I’ve enjoyed the company of my youngest brother and his family this week. As we laughed about funny things we remember from childhood, it occurred to me that there are lots of funny and poignant moments that can get lost in a day if we let them. I keep saying I’ll start writing them down, but I haven’t done it yet, probably because I haven’t found an efficient system for doing so.
So I’ll start here, and this will be my jumping off point. Someday when my children are older, we’ll all have a good laugh (or cry) remembering these stories. With a little luck, this will be the first of many more collections.
These are some of the things recently overheard in our little corner of the world:
- “Get your onomatopoeia right…” (My daughter to my son, who had chosen the wrong sound-effect for his story.)
- “I’m on the phone. You have two parents. Go find the other one!” (This one needs no explanation. Every adult reading this understands.)
- “My mom made me email Mark Zuckerberg to ask permission to have a Facebook account because I wasn’t 13 yet…” (True story.)
- “Get your gun barrel out of my pancakes!” (To my son, who had brought one of his eleventy billion guns to the breakfast table.)
- “Hey Mom, I need an opinion: the blue shirt or the red one? Blue? But I like the red one better…” (Then wear the doggone red shirt and quit asking for an opinion that you clearly didn’t need!)
- “Mom, now that I’m 5 I’m gonna call you ‘Mom’ instead of ‘Mama’…”
- “Hey Aesop, could you stop talking during the movie?” (To my son, who was in the middle of his third story.

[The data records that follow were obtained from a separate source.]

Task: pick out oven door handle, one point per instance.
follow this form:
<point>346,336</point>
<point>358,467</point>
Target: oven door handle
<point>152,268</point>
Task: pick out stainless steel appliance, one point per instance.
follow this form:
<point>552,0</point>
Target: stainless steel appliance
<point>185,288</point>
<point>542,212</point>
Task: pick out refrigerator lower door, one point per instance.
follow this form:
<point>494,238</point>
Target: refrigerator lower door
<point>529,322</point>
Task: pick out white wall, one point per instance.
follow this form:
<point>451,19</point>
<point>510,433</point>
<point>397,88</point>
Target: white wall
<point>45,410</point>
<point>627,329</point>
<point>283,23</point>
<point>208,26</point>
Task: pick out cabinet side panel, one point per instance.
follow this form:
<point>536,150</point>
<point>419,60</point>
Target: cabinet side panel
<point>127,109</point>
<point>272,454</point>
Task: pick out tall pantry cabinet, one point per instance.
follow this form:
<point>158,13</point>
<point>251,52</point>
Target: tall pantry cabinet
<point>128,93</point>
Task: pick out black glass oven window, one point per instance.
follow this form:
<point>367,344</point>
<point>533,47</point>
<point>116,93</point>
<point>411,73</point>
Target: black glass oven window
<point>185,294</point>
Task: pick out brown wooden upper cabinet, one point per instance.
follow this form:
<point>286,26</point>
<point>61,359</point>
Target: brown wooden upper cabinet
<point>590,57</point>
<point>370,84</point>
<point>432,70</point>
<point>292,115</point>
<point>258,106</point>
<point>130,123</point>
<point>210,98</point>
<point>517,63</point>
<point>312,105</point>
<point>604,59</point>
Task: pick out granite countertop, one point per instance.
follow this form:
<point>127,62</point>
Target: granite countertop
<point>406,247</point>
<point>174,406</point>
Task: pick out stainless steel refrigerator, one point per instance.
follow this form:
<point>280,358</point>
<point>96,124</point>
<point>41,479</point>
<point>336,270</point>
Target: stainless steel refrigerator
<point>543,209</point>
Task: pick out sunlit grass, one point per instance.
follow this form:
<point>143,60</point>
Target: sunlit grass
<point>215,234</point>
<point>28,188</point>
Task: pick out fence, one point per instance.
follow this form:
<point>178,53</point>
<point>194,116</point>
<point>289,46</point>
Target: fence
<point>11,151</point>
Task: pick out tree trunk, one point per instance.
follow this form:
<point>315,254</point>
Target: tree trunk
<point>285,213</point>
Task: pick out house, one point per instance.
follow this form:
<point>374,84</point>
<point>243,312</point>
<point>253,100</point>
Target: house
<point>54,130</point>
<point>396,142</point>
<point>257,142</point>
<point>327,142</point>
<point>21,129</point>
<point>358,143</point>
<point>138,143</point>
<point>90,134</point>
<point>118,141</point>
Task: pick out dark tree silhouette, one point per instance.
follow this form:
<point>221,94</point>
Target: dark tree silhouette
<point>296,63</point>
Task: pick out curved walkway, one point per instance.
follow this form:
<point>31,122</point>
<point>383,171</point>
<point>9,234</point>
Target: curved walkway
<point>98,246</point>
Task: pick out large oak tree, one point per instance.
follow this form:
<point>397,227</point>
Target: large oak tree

The whole episode convinced my daughter that you can’t watch a shoot-’em-up movie with men.)
- “Please come get your gun off the dining room table.” (See gun barrel comment above.)
- “Ewwww! You didn’t suck the gutter!” (A reference to cleaning off the soda that collects on the top of a soda can.)
- “Tonto, I’ve got a feeling we’re not in Kansas anymore…” (a flubbed reference to The Wizard of Oz.)
There are so many share-worthy conversations that go on in our houses every day. You likely have some great ones yourself. Write them down somewhere. Write them down here. Share them. If you already have a good system for capturing these moments, please share what you know with me. I, and others who are organizationally challenged like me, can use the help. Really.
Take time to appreciate the dialogue in your house among your family members. I’ll do the same. And when our kids are older and reminiscing, we’ll have all their cringe-worthy moments saved in print. (And the charming ones too.)